To cope with Louise’s departure, the narrator moves into a tiny cottage and devotes every waking hour to the medical reference section of the local library:
“If I could not put Louise out of my mind I would drown myself in her. Within the clinical language, through the dispassionate view of the sucking, sweating, greedy, defecating self, I found a love-poem to Louise. I would go on knowing her, more intimately than the skin, hair and voice that I craved. I would recognise her plasma, her spleen, her synovial fluid. I would recognise her even when her body had long since fallen away.”
Thus concludes the first part of the book. The second part, the reward for making it through the sometimes uncomfortable, unenjoyable first, is the catalog of the narrator’s newly acquired knowledge of human anatomy married with memories of Louise’s now failing body. Winterson plays with the concept of what it means to know a person inside and out, something we typically consider synonymous with intimacy. The second half of the book is divided into five sections, the first four of which relate to the hours dedicated to anatomical study; the last section is a return to the more straightforward narrative of the first half. Each of the four anatomical sections — one each for the cells, the skin, the skeleton, and the special senses — is written in a stream of consciousness that is at once tender and epic, occasionally dipping into the Bible and other mythologies. From any other writer, this approach might seem hyperbolic, but Winterson is able to make it urgently loving (and maybe a little bit sexy).

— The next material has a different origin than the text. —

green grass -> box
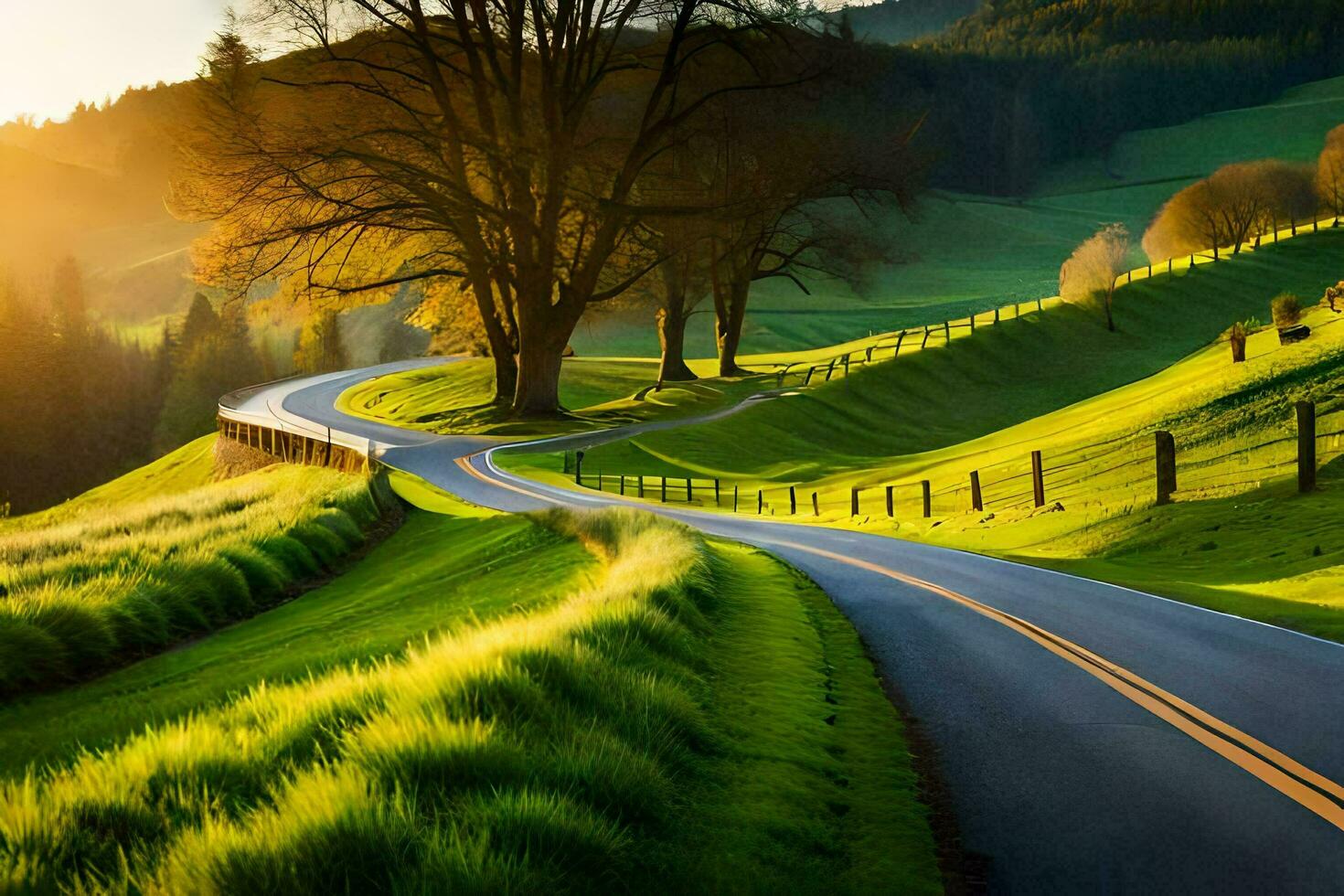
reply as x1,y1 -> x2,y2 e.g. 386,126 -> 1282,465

Here, the narrator literally learns about Louise, and every other previous lover, from the inside out. It’s the only possible way to compensate and / or atone for being, frankly, a shitty partner. Only through these self-imposed anatomy lessons does the narrator learn how to properly love Louise for everything she is.
Winterson’s style in the second half of Written on the Body is such a departure from the take-no-crap criticism that knocked my socks off in philosophy class. Instead, I was greeted with unanticipated tenderness, particularly in the latter half of the book. I was prepared to hate the narrator as much as I hated the boy who wronged me during winter break; but as the narrator’s steeliness was worn down during the exploration of Louise — her body, her disease, her mythology — I found myself coming around to the boy. I saw him as a human, deeply flawed and hurting from problems of his own.

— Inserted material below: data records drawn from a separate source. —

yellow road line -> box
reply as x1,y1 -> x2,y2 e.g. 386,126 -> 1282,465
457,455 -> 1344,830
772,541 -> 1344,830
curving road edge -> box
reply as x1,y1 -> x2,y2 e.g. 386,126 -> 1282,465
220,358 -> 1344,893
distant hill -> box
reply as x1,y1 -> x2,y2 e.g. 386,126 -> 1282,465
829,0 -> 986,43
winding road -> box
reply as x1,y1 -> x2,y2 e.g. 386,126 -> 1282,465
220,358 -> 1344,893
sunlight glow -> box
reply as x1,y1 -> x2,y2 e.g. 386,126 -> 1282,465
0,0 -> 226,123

I still have mixed feelings about this experience — was I in fact the frosty unlikable narrator who needed to learn how to love without putting up insurmountable walls? — but I am thankful for having lived through it. I am reminded of a concept introduced in Art Objects, Winterson’s theory that our negative responses to art have more to do with us and our lack of understanding than with the art itself. My recoiling from the narrator of Written on the Body is a mirror showing me something I didn’t like about myself. The narrator’s capacity to learn, appreciate, forgive, showed that I have the capacity to do the same and that the boy has the capacity to heal.
The narrator may not have been able to fully love Louise. I may not have been able to fully love this boy, nor he could he fully love me. But I can say that I am able to fully love myself, flaws and all.